The minister of justice laughed so hard he farted. His mouth was open as wide as that of a big oven. His filed–down teeth were glittering, his gold ones even more. His thick violet tongue writhed in its kennel. His glottis vibrated.
Jumbo was more restrained. He was sitting straight up and shaking his head with a companionable smile. His right hand was tapping his thigh.
The marshal stopped laughing with difficulty and wiped his eyes, which were streaming with tears of mirth.
He sighed several times very deeply, blissfully, his throat still jolted by barely repressed bursts of laughter.
“It would almost be worth letting the tape circulate,” he said. “Can you picture the look on Laveuglant’s face?”
“Well, yeah.”
“After a performance like this, he’s toast,” lamented the marshal merrily, and immediately wiped his face again.
“That’s not funny.”
“Of course it is.”
“We are losing a useful man,” insisted Colonel Jumbo.
“Useful men, pooh,” said Oufiri. He waved his hands about. “We have no shortage of them.”
“And what’s more,” he went on, “he didn’t know his place. Let me tell you something. He’s a racist, Laveuglant. He works with us but he despises us. He thinks like the Communists. He thinks we’re just puppets. He doesn’t believe we could seriously trick him.”

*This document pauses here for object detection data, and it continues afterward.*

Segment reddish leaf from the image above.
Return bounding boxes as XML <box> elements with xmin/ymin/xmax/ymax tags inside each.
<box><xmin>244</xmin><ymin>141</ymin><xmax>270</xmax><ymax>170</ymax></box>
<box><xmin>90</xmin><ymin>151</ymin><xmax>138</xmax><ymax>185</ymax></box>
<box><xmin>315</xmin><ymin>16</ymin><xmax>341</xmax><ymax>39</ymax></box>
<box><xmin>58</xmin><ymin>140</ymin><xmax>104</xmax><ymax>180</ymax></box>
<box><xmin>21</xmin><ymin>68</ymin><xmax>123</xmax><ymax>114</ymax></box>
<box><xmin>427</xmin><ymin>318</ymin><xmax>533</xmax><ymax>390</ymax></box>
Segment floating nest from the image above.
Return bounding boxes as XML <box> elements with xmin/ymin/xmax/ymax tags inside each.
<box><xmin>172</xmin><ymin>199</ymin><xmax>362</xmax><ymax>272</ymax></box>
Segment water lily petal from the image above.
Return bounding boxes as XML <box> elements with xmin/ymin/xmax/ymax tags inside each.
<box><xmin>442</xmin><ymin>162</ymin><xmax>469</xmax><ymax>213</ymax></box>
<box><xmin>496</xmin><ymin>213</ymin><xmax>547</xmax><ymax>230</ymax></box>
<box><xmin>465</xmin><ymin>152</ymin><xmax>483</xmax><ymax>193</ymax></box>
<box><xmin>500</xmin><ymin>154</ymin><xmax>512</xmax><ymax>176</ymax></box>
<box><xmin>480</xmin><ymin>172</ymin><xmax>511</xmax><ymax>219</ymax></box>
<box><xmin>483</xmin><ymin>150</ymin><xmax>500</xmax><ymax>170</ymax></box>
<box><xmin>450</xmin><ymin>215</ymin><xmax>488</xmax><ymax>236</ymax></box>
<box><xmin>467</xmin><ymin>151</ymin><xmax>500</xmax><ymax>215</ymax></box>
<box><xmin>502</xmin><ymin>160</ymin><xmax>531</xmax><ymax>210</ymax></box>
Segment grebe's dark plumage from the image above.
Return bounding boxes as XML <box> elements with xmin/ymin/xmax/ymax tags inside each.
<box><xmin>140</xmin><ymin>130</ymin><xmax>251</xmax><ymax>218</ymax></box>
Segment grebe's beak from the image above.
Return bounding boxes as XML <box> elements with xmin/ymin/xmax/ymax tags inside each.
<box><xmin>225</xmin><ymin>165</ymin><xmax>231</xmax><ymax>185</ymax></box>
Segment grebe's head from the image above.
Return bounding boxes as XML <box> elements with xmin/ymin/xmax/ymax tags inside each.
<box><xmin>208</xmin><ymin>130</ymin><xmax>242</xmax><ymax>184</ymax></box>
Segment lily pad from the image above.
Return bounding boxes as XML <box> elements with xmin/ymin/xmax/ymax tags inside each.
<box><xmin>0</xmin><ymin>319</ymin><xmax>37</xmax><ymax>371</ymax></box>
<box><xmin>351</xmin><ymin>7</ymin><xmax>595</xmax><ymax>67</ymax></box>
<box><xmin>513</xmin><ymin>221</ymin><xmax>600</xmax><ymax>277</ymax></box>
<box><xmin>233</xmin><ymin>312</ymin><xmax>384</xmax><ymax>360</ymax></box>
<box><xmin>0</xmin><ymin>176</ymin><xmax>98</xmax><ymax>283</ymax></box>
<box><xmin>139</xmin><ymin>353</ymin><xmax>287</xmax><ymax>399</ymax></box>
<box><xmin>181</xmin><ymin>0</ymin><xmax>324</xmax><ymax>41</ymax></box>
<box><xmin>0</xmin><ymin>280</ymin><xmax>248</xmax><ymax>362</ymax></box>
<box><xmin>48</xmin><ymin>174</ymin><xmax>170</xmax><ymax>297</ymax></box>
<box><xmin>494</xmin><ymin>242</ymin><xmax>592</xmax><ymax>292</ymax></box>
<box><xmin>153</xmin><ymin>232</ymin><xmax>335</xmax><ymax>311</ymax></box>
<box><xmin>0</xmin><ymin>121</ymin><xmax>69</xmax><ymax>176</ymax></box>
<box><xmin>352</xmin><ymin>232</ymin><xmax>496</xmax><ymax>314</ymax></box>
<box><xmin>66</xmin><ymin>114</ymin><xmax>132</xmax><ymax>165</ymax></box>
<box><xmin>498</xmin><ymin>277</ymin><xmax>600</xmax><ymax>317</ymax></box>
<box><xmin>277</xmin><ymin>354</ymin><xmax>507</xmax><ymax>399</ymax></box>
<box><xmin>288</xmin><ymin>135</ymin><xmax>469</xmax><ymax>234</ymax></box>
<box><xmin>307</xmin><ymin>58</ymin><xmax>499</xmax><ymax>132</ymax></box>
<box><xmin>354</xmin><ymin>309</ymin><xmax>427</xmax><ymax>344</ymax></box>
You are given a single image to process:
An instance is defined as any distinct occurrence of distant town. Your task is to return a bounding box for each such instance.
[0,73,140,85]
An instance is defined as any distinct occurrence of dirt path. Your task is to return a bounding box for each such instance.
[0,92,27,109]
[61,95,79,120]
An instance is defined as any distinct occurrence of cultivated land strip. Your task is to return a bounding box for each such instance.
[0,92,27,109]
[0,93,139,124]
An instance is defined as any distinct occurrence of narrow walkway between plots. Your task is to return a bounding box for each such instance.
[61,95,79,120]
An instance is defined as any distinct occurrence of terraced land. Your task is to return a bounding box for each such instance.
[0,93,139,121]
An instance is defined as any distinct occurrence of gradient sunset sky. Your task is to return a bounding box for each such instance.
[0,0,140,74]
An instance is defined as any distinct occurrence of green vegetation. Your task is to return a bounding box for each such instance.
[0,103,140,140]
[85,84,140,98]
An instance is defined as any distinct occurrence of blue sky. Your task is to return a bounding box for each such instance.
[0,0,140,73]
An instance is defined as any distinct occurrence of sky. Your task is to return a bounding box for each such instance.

“Well, right now,” said Jumbo, “he got tricked.”
“Yup,” said Oufiri.
And he said it with a vicious satisfaction very different from his explosion of hilarity moments earlier. Then his brow cleared once more.
“This Butron, though,” he said, “I accuse! I accuse! Émile Zola, whoopee!”
Thereupon the minister of justice executed a few stumbling entrechats. He was awash in sheer happiness.
“What time is it?”
“Five past five.”
George Clemenceau Oufiri resumed his little entrechats.